Il principio di diritto affermato dalla Cassazione: “La questione attinente la nullità della delibera condominiale derivante dalla illiceità della condizione apposta alla delibera del 1991, che subordinava l’autorizzazione alla realizzazione del pergolato al consenso dello I.A.C.P., non può ritenersi nuova ai sensi dell’art. 345 cod. proc. civ. e, quindi, inammissibile, per un duplice ordine di ragioni.

In primo luogo, perché l’allora appellante, oggi ricorrente, non ha “arricchito” con diversi profili la propria originaria domanda, ma si è difeso sulla “nuova” prospettazione adottata con la sentenza che aveva deciso il giudizio.

Deve dunque escludersi la novità della domanda, agli effetti dell’art. 345 c.p.c., risultando la stessa comunque connessa alla vicenda sostanziale dedotta in giudizio con la citazione introduttiva, e tale, perciò, da non determinare la compromissione delle potenzialità difensive della controparte, né l’allungamento dei tempi processuali (Cass. Sez. U, Sentenza n. 12310 del 15/06/2015).

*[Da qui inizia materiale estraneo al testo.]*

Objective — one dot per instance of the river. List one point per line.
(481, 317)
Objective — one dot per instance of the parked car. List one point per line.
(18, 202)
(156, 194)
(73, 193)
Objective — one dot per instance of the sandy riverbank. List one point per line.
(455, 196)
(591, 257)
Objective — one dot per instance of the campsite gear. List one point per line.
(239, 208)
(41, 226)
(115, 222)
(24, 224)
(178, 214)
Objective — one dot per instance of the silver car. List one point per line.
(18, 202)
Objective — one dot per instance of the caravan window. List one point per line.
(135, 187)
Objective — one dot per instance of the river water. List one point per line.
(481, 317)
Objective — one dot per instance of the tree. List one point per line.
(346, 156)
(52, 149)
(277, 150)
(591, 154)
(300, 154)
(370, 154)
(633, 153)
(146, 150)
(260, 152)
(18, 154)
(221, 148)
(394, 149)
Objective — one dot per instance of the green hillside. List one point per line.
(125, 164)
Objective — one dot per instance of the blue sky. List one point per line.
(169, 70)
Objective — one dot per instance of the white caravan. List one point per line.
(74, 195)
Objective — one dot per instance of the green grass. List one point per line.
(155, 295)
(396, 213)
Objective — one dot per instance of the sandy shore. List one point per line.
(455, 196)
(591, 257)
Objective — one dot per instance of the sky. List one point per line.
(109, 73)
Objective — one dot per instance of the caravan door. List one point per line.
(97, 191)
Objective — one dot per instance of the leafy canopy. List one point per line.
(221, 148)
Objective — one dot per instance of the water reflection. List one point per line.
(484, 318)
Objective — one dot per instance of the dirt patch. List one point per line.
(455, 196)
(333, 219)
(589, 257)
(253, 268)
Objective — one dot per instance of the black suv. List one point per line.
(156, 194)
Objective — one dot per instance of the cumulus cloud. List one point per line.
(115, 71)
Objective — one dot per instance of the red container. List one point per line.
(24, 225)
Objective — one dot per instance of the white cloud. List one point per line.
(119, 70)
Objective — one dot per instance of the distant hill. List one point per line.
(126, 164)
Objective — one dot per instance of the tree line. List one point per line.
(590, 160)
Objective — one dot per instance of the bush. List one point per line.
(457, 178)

Nello stesso senso si è di recente chiarito che: “Il divieto di proporre domande nuove in appello implica che è preclusa la facoltà di avanzare pretese che involgano la trasformazione obiettiva del contenuto intrinseco della domanda proposta in primo grado, ma non quella di prospettare rilievi che importino una diversa qualificazione giuridica del rapporto e l’applicazione di una norma di diritto non invocata in primo grado, tanto più quando la nuova ragione giuridica dedotta in sede di gravame derivi da una norma di legge che il giudice è tenuto ad applicare” (Sez. 2 -, n. 6854 del 2017).

La seconda ragione di fondatezza del ricorso risiede nel fatto che il ricorrente, con l’appello, ha prospettato un presunto ulteriore vizio di nullità della delibera condominiale, rispetto a quelli fatti valere con la domanda introduttiva del giudizio di primo grado.

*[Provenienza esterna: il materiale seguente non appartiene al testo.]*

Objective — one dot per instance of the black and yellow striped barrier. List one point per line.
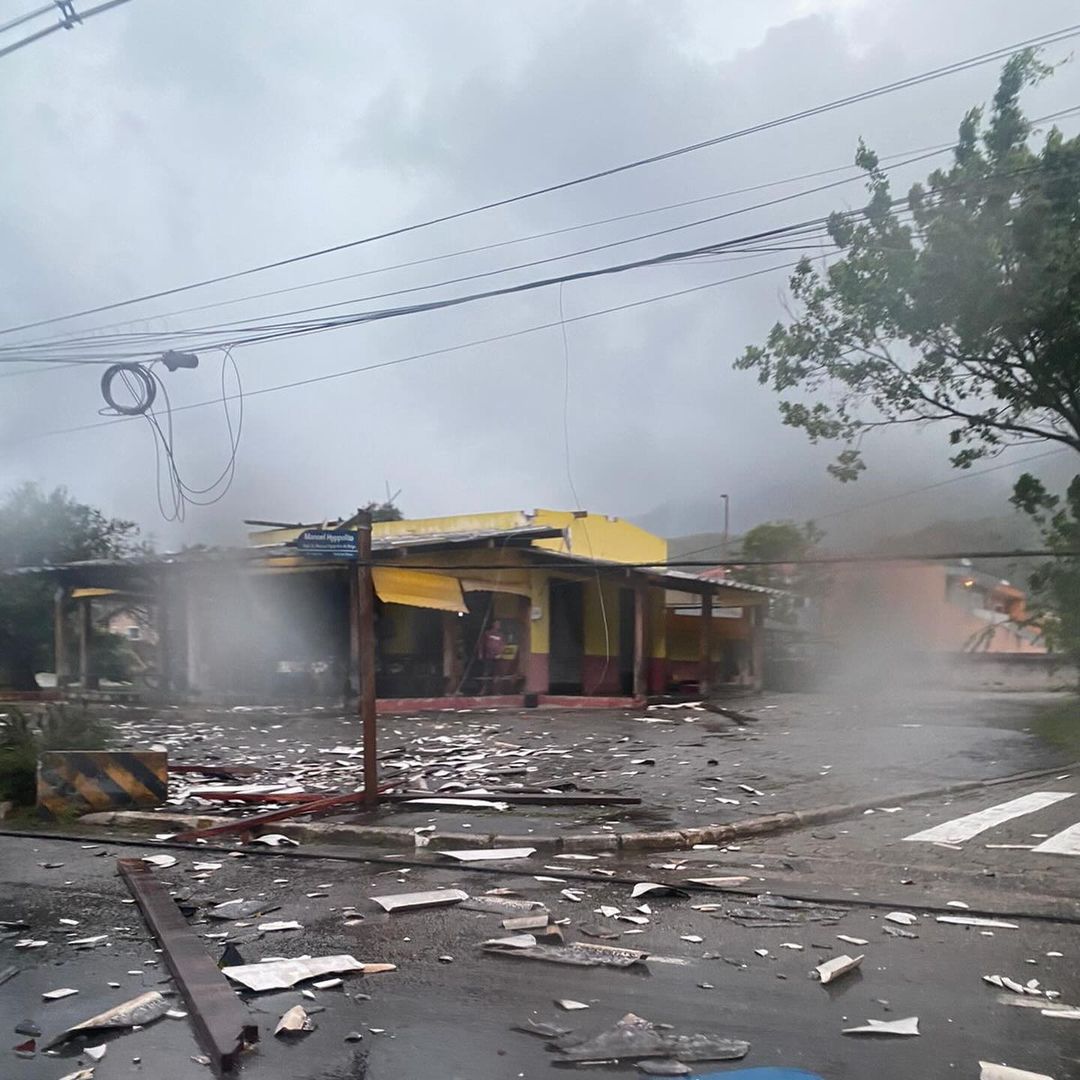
(82, 781)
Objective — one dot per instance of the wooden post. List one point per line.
(451, 667)
(705, 662)
(640, 674)
(85, 625)
(365, 660)
(59, 635)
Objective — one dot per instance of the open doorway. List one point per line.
(567, 605)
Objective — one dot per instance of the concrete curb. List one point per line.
(653, 840)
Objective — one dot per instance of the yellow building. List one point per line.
(512, 606)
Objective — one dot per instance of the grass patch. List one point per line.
(1060, 725)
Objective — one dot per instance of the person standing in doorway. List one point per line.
(491, 645)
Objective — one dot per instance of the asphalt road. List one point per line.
(444, 1021)
(689, 768)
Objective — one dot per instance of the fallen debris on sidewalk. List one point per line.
(894, 1027)
(634, 1038)
(221, 1023)
(410, 901)
(488, 854)
(990, 1071)
(284, 974)
(577, 954)
(294, 1022)
(970, 920)
(138, 1012)
(832, 970)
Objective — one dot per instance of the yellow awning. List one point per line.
(419, 589)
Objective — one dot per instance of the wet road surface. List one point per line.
(455, 1020)
(689, 768)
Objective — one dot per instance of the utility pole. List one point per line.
(365, 660)
(727, 508)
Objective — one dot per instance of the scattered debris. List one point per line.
(282, 974)
(899, 1027)
(968, 920)
(488, 854)
(898, 932)
(137, 1012)
(990, 1071)
(729, 882)
(657, 889)
(578, 954)
(902, 918)
(832, 970)
(410, 901)
(526, 921)
(242, 908)
(634, 1037)
(544, 1030)
(162, 862)
(294, 1022)
(663, 1067)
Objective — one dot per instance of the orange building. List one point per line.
(928, 608)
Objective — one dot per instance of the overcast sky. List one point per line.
(171, 140)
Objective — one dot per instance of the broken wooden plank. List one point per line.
(250, 824)
(221, 1023)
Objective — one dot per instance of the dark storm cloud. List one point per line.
(166, 143)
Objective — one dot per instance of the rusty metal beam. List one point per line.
(524, 798)
(223, 1025)
(264, 796)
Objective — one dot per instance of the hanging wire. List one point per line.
(145, 385)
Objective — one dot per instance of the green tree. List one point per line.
(38, 529)
(958, 305)
(784, 543)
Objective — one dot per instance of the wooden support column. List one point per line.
(365, 612)
(85, 626)
(705, 661)
(61, 659)
(163, 623)
(640, 660)
(451, 663)
(757, 646)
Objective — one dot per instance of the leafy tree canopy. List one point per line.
(959, 304)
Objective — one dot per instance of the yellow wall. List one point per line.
(602, 619)
(592, 536)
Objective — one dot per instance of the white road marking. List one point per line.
(963, 828)
(1065, 842)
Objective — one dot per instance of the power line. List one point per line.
(982, 58)
(940, 148)
(66, 24)
(27, 17)
(419, 355)
(967, 474)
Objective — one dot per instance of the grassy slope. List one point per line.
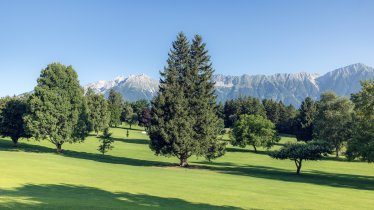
(131, 177)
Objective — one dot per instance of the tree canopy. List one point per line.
(12, 112)
(301, 151)
(305, 120)
(58, 111)
(333, 121)
(361, 144)
(98, 115)
(183, 114)
(115, 108)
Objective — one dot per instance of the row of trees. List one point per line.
(59, 111)
(184, 119)
(281, 115)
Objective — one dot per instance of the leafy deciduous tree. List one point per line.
(58, 111)
(361, 145)
(98, 116)
(333, 122)
(11, 118)
(105, 142)
(115, 108)
(301, 151)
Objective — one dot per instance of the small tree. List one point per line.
(254, 130)
(98, 115)
(361, 145)
(133, 120)
(115, 108)
(301, 151)
(11, 118)
(145, 118)
(105, 142)
(333, 121)
(305, 120)
(127, 111)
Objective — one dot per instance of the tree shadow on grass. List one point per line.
(244, 150)
(63, 196)
(7, 146)
(309, 177)
(360, 182)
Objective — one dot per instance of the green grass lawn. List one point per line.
(33, 176)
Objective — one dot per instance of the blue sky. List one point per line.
(103, 39)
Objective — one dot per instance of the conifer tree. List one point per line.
(203, 102)
(171, 126)
(105, 142)
(115, 108)
(58, 111)
(99, 115)
(184, 120)
(361, 145)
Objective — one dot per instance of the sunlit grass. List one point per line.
(132, 177)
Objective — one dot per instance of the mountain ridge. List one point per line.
(291, 88)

In relazione ai motivi di nullità delle delibere condominiali deve richiamarsi l’orientamento di questa Corte secondo cui: “Alle deliberazioni prese dall’assemblea condominiale si applica il principio dettato in materia di contratti dall’art. 1421 cod. civ., secondo cui è attribuito al giudice il potere di rilevarne d’ufficio la nullità” Sez. 2, n. 12582 del 2015 (Rv. 635891).

Ne consegue che, anche in relazione alla nullità delle delibere condominiali, deve trovare applicazione il principio affermato in materia contrattuale, secondo cui: “La domanda di accertamento della nullità di un negozio proposta, per la prima volta, in appello è inammissibile ex art. 345, primo comma, cod. proc. civ., salva la possibilità per il giudice del gravame – obbligato comunque a rilevare di ufficio ogni possibile causa di nullità, ferma la sua necessaria indicazione alle parti ai sensi dell’art. 101, secondo comma, cod. proc. civ. – di convertirla ed esaminarla come eccezione di nullità legittimamente formulata dall’appellante, giusta il secondo comma del citato art. 345” Sez. U, n. 26243 del 2014 (Rv.633566).

Alla luce di quanto esposto la Corte d’Appello di Cagliari ha errato nel dichiarare domanda nuova quella esposta con il motivo di appello relativo alla dedotta nullità della delibera condominiale del 1992 per l’illiceità della condizione, motivo che, invece, andava esaminato nel merito.”

La sentenza è dunque cassata con rinvio ad altra sezione della Corte di Appello di Cagliari.